Alla Teslia é de Kharkiv, uma cidade devastada pela guerra no nordeste da Ucrânia. Agora ela vive em um hotel transformado em moradia no oeste de Berlim, juntamente com outros cerca de 200 ucranianos judeus. Depois de um jantar de Shabat, numa noite de sexta-feira, ela explicou seu dilema. Alla rasgou elogios às boas-vindas dos alemães. Ela usa bastante de seu tempo livre para aprender alemão e cuidando de seu marido deficiente. Mas a Alemanha não é seu lar, afirma ela, tentando segurar as lágrimas: “Eu não vejo um futuro aqui.” Mas, ainda assim, Alla é incapaz de conceber circunstâncias segundo as quais ela se sentiria segura ao retornar.
Outras pessoas levam vidas duplas enquanto avaliam suas opções. Aliona, de 32 anos, é ucraniana de Kiev e fugiu para uma zona rural em seu país após a invasão russa. Em maio, ela aceitou ajudas de amigos para se mudar para Berlim, depois de perceber que “minha vida tinha parado”. Como muitos outros refugiados, Aliona pensou que seu período no exterior duraria apenas poucas semanas. Mas agora ela divide sua vida entre as duas capitais, e seus movimentos são determinados por vários contratos de aluguel no errático mercado imobiliário de Berlim. Aliona aceita que não está se integrando realmente. Mas a vivaz capital alemã está começando a operar sua magia dentro dela. “Toda vez que volto para Kiev é difícil sair daqui”, afirma ela. “Mas quando fico aqui (em Berlim) mais que uma semana, eu percebo todas essas possibilidades.”

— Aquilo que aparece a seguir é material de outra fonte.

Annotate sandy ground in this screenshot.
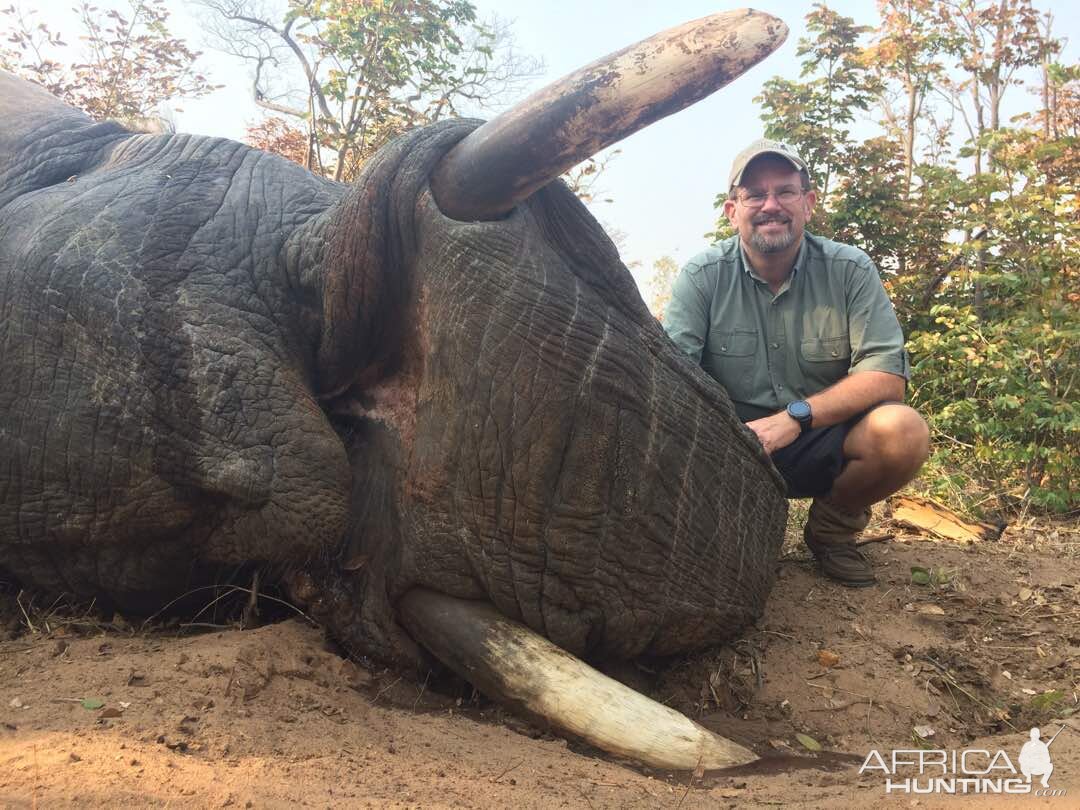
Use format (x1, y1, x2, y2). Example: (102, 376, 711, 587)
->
(2, 515, 1078, 809)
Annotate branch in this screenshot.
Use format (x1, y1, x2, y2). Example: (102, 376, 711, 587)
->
(202, 1, 339, 134)
(252, 55, 305, 117)
(921, 226, 987, 307)
(276, 15, 338, 133)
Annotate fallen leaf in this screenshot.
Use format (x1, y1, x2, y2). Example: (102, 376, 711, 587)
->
(1018, 587, 1033, 602)
(911, 566, 932, 586)
(119, 701, 131, 710)
(8, 697, 23, 709)
(100, 707, 123, 718)
(916, 604, 946, 616)
(817, 650, 841, 668)
(81, 698, 105, 710)
(914, 725, 935, 738)
(1021, 688, 1037, 695)
(796, 733, 822, 752)
(769, 739, 792, 750)
(1002, 670, 1013, 680)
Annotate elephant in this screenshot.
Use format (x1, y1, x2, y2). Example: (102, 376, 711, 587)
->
(0, 10, 789, 770)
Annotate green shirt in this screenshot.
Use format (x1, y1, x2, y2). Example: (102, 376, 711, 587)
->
(663, 233, 908, 422)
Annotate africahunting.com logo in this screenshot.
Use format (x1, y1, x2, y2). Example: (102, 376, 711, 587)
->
(859, 725, 1068, 796)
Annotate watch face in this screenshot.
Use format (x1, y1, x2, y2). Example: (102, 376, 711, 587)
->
(788, 400, 811, 421)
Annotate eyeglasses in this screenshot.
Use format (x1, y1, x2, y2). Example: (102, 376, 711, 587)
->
(736, 187, 807, 208)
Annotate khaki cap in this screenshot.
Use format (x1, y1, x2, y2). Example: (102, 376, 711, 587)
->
(728, 138, 809, 189)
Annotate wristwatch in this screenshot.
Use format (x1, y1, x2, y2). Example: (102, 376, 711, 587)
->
(786, 400, 813, 433)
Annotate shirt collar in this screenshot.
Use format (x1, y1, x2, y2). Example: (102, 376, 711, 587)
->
(739, 235, 809, 285)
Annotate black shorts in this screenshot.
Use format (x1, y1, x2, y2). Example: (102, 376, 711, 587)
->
(769, 415, 861, 499)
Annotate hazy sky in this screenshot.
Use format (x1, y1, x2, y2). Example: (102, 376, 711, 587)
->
(25, 1, 1079, 292)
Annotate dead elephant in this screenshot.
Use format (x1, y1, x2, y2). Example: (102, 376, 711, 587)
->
(0, 10, 789, 770)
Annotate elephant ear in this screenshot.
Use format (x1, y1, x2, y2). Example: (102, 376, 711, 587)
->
(0, 72, 127, 208)
(306, 119, 478, 399)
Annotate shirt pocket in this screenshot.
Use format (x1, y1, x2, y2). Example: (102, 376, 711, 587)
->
(799, 333, 851, 389)
(703, 329, 759, 400)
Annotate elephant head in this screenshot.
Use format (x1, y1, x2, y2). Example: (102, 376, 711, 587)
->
(0, 10, 788, 770)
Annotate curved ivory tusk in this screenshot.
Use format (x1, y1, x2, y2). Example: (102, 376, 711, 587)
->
(430, 8, 788, 221)
(399, 588, 757, 771)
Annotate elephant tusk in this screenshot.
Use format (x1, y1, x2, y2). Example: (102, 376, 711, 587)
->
(398, 588, 757, 771)
(429, 8, 788, 222)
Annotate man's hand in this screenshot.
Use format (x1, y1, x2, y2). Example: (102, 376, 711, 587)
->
(746, 411, 801, 455)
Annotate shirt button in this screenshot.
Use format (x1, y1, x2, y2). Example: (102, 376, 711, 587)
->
(778, 384, 784, 390)
(770, 342, 779, 349)
(831, 349, 839, 357)
(720, 346, 728, 352)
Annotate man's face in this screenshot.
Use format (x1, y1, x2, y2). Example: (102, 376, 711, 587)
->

Como as pessoas decidem ficar ou retornar? Pesquisas sugerem que a situação na Ucrânia lhes importa mais do que as condições nos países em que se refugiaram. “Quando vencermos a guerra” foi a resposta mais comum quando The Economist perguntou a refugiados ucranianos a respeito de qual situação lhes permitiria considerar voltar para seu país. Mas sua definição de vitória variou desde o confinamento do conflito ao leste da Ucrânia até a deposição de Vladimir Putin, passando até pelo desmembramento da Federação Russa.
Os cálculos também mudam ao longo do tempo, à medida que as novas vidas tomam impulso próprio. Lena é apresentadora de televisão, de Mariupol, uma cidade no sudeste ucraniano atualmente ocupada pela Rússia. Em março, depois de passar duas semanas em um abrigo antibomba, ela e sua família resolveram fugir da cidade. Três dias depois, seu apartamento foi completamente destruído. A família conseguiu chegar a Varsóvia. A filha de Lena, que tinha conseguido entrar em uma universidade de Kiev, estava desesperada para começar a frequentar as aulas. Mas por fim Lena a convenceu de que não era seguro ficar, e ela iniciou seus estudos em Cracóvia. O filho mais novo, Lena matriculou em uma escola polonesa. Agora, ela acha que o futuro de sua família é na Polônia — pelo menos por algum tempo. “Não acho que voltaremos nos próximos dois anos. Nós perdemos tudo. Não temos para o que voltar.”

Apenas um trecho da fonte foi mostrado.